Bounding the Failure Probability

The sketch by \(S\) and \(R\) may both fail to be an affine embedding with some constant probability, say \(\delta = \frac{1}{100}\). Then we can simply union bound over \(S\) and \(R\) failing to show that the construction works with small constant failure probability.

Summary

That was a lot of discussion and analysis, but in the end, the low-rank approximation algorithm is very simple.

  1. Compute \(SA\).
  2. Compute \(SAR\) and \(AR\).
  3. Compute \(\argmin_Y \left\|Y-A R(S A R)^{-}(S A R)\right\|_{\mathrm{F}}^{2}\) by truncated SVD.
  4. Output \(Y(SAR)^{-}SA\) in factored form.

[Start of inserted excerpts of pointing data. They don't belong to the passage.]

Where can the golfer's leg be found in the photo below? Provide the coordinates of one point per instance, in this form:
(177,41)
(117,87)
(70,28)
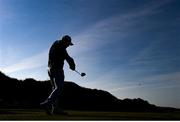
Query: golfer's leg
(58,82)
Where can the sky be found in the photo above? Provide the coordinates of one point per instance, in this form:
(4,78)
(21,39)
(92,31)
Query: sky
(130,48)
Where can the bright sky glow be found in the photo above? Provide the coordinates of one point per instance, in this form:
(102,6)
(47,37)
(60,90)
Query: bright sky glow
(130,48)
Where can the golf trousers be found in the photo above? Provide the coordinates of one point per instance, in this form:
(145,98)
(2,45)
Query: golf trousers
(57,82)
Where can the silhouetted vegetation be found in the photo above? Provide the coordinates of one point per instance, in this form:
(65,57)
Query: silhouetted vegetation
(29,93)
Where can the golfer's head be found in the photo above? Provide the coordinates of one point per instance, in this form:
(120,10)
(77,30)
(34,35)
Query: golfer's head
(67,40)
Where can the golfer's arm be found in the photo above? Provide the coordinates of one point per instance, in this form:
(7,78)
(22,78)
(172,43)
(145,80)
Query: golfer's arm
(70,62)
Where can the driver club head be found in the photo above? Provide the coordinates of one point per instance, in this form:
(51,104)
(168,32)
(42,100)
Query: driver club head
(83,74)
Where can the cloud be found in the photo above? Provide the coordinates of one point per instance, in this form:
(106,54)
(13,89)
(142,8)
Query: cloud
(28,63)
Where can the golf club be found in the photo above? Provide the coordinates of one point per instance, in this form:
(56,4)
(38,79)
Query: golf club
(82,74)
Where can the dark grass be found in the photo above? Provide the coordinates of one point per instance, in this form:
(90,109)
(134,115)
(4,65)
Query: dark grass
(37,114)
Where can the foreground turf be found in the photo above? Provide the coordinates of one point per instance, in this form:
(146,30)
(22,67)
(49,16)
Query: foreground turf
(26,114)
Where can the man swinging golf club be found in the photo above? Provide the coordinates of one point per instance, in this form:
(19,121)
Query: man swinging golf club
(57,55)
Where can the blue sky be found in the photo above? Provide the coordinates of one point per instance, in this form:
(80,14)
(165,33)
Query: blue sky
(130,48)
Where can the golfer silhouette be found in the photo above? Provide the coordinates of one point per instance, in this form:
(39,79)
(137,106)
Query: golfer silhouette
(57,55)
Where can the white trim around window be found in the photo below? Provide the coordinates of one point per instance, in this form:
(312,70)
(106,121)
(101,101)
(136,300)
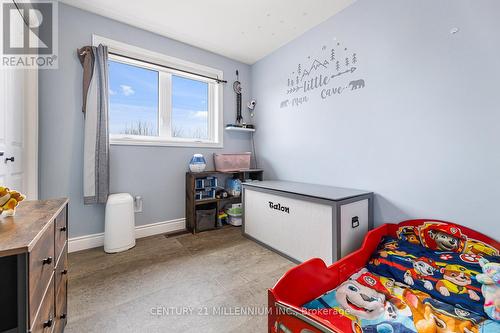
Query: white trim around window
(215,95)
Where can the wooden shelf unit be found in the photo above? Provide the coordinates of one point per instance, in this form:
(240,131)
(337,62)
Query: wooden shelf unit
(192,204)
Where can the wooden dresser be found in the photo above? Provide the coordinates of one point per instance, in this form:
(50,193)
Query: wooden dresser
(33,267)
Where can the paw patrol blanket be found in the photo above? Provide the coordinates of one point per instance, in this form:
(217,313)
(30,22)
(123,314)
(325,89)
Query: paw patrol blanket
(446,276)
(377,304)
(422,281)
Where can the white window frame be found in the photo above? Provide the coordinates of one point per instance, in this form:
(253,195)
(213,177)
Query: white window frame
(215,108)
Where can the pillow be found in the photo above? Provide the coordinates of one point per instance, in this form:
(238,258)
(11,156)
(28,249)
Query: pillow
(447,276)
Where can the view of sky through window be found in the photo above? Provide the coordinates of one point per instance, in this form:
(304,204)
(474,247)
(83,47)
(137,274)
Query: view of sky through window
(134,106)
(189,108)
(133,100)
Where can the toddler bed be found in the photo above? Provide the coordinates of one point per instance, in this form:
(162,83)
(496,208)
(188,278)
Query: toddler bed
(415,276)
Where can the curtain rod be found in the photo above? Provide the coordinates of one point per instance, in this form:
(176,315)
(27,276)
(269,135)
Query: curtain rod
(216,79)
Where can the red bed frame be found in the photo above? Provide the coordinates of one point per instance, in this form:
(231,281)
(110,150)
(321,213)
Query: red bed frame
(313,278)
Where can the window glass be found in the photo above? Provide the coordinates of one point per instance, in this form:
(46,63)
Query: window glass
(189,108)
(133,100)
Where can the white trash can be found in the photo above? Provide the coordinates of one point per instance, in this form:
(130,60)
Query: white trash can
(119,225)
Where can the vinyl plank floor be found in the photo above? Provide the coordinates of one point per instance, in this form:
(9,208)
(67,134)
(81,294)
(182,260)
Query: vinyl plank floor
(186,283)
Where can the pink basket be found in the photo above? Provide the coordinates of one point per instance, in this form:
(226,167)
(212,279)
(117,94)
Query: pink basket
(232,162)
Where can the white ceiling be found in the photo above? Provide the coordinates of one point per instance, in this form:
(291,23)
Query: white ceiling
(244,30)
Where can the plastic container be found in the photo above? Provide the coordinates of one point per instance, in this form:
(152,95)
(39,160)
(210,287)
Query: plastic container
(119,225)
(205,219)
(233,187)
(235,216)
(232,162)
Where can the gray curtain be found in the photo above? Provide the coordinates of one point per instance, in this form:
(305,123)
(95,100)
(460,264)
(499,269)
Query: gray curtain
(95,108)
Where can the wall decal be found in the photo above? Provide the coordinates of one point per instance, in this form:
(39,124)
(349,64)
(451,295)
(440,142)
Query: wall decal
(322,74)
(357,84)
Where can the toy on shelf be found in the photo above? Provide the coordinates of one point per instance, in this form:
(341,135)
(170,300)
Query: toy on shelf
(197,163)
(490,279)
(9,200)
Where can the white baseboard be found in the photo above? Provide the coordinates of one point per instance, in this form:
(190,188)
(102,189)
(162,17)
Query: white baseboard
(97,240)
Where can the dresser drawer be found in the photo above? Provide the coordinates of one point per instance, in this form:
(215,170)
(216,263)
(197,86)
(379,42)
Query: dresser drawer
(61,231)
(44,322)
(41,267)
(61,304)
(61,273)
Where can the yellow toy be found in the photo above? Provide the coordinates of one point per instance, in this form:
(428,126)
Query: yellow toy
(9,201)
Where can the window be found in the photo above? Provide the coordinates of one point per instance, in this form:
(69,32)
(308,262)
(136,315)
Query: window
(150,104)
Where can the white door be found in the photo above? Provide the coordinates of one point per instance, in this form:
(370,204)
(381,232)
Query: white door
(12,94)
(19,129)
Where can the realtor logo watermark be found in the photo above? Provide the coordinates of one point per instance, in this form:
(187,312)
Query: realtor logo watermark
(29,34)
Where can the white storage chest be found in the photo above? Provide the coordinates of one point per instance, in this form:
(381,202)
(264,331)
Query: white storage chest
(303,221)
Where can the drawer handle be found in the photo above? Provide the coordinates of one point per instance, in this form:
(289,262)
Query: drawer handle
(48,323)
(47,261)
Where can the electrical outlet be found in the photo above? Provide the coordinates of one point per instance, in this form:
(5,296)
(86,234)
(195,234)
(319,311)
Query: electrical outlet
(137,204)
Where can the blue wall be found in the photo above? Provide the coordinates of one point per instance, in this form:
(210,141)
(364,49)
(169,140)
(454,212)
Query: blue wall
(424,131)
(155,173)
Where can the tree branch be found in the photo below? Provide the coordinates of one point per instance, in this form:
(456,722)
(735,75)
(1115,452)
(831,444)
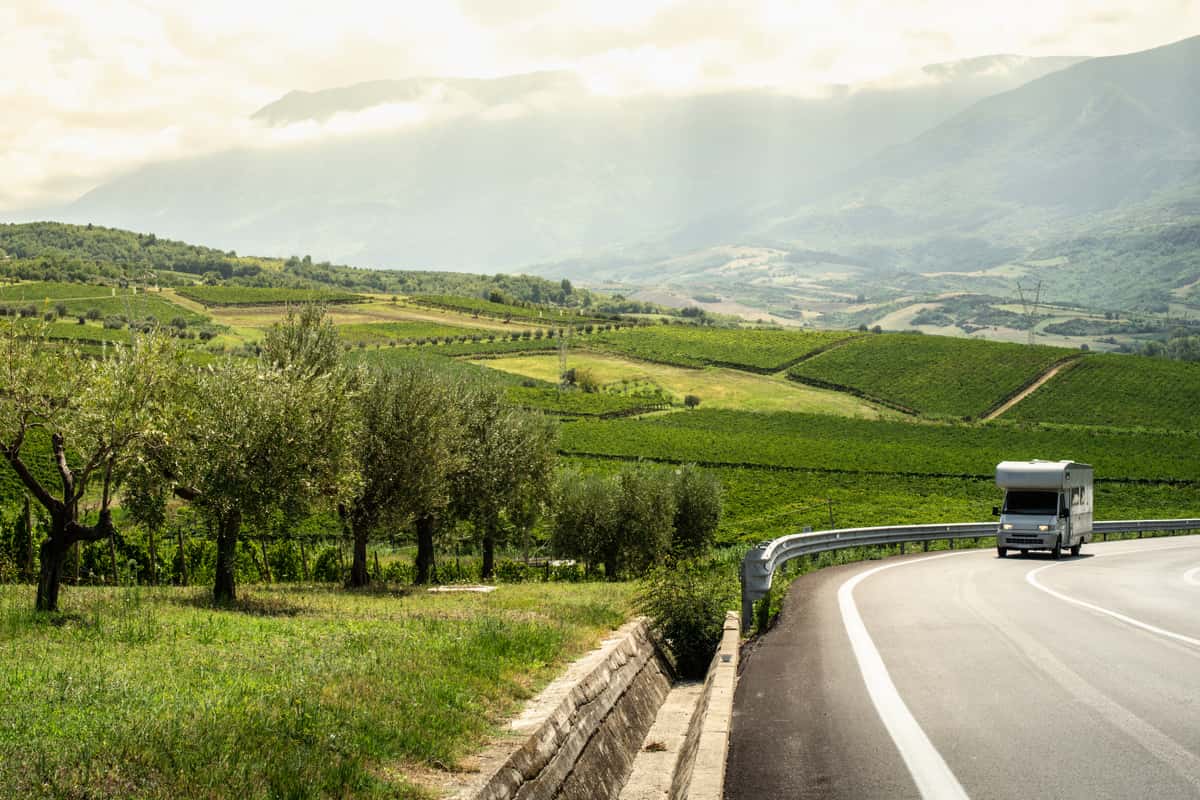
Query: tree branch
(102,529)
(60,459)
(13,456)
(185,493)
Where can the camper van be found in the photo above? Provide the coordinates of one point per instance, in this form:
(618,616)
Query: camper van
(1048,506)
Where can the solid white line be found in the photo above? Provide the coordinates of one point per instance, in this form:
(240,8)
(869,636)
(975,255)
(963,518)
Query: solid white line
(934,779)
(1031,578)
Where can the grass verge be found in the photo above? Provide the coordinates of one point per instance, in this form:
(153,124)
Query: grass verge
(300,692)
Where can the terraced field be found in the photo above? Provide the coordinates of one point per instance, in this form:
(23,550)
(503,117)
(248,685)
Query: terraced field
(535,314)
(685,346)
(933,376)
(823,441)
(1121,391)
(399,331)
(264,296)
(717,388)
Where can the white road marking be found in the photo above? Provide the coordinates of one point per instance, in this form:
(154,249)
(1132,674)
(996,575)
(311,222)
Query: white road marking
(1031,578)
(929,770)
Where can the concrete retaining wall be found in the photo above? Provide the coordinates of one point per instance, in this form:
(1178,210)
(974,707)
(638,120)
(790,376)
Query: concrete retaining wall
(684,753)
(577,739)
(701,774)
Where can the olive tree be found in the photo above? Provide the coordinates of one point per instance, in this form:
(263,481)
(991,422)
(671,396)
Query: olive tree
(96,416)
(255,438)
(407,450)
(509,463)
(697,510)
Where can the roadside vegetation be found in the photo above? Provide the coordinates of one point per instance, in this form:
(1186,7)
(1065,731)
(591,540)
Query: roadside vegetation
(299,691)
(931,376)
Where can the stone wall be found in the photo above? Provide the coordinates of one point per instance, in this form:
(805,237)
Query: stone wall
(579,738)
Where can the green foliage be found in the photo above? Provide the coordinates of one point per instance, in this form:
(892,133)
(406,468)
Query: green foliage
(687,346)
(576,403)
(934,376)
(151,693)
(817,441)
(263,296)
(400,332)
(94,301)
(1121,391)
(328,566)
(697,513)
(541,314)
(687,603)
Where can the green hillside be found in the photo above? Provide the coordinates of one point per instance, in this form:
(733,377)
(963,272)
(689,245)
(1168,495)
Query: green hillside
(931,376)
(685,346)
(1121,391)
(823,441)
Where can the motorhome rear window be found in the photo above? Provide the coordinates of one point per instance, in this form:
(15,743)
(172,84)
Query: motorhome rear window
(1044,503)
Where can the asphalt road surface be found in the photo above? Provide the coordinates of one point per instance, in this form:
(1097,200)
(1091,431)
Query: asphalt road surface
(966,675)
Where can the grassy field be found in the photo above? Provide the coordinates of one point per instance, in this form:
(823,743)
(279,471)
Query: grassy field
(934,376)
(1121,391)
(301,692)
(717,388)
(760,350)
(535,314)
(387,332)
(264,296)
(822,441)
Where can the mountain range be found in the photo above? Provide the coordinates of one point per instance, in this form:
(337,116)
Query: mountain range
(981,169)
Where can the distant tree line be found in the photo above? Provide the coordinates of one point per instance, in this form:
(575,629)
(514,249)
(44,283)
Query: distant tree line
(259,445)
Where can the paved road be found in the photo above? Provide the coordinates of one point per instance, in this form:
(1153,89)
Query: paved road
(965,675)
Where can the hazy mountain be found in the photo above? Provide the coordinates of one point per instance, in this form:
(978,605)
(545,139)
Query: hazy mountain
(531,168)
(1101,151)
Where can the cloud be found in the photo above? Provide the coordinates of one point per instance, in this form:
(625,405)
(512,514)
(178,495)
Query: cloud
(89,90)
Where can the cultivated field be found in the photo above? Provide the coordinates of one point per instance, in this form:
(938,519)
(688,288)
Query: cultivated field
(717,388)
(933,376)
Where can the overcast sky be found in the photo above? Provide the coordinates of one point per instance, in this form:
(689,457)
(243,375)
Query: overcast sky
(89,89)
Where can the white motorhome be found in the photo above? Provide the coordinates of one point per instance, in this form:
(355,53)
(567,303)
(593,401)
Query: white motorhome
(1048,506)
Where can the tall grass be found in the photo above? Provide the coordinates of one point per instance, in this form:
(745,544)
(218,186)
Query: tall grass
(300,692)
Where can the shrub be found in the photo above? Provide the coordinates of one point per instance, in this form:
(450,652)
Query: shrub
(328,566)
(687,602)
(697,511)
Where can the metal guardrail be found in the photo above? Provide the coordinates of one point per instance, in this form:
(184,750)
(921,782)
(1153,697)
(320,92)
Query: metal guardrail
(760,564)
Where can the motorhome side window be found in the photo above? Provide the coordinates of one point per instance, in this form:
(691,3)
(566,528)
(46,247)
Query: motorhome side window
(1023,501)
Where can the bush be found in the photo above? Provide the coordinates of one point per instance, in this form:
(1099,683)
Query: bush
(687,603)
(328,567)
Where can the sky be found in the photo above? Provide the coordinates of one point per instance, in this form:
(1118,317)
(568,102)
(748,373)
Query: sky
(91,89)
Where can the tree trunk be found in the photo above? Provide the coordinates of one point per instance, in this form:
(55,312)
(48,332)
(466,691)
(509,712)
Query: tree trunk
(359,575)
(112,557)
(267,561)
(489,551)
(27,560)
(425,527)
(225,587)
(183,558)
(54,553)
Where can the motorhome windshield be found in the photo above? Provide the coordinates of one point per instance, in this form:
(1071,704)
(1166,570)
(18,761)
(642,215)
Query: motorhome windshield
(1039,503)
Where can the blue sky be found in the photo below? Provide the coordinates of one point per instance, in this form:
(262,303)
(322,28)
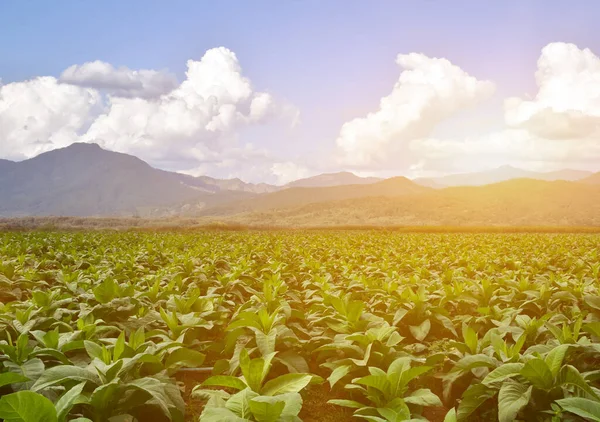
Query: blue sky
(332,60)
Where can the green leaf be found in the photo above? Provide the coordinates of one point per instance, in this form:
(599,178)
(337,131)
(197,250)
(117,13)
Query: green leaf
(294,362)
(220,414)
(67,401)
(470,337)
(27,406)
(571,376)
(346,403)
(94,350)
(185,357)
(119,346)
(450,416)
(555,357)
(338,373)
(513,397)
(592,301)
(473,397)
(265,411)
(288,383)
(64,373)
(503,372)
(8,378)
(159,391)
(239,403)
(225,381)
(265,342)
(379,382)
(105,291)
(586,408)
(537,372)
(423,397)
(292,404)
(420,331)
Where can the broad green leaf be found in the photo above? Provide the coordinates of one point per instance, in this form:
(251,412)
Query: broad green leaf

This takes \(O\left(\nnz{A}+(n+d) \text{poly} \left( \frac{k}{\epsilon} \right) \right)\) time overall, which is much faster than applying truncated SVD to \(A\) directly.

References

  • Kenneth L. Clarkson and David P. Woodruff. Low rank approximation and regression in input sparsity time. CoRR, abs/1207.6365, 2012. URL: http://arxiv.org/abs/1207.6365, arXiv:1207.6365.
  • Tamas Sarlos. Improved approximation algorithms for large matrices via random projections. In 2006 47th Annual IEEE Symposium on Foundations of Computer Science (FOCS’06), pages 143–152, 2006. doi:10.1109/FOCS.2006.37.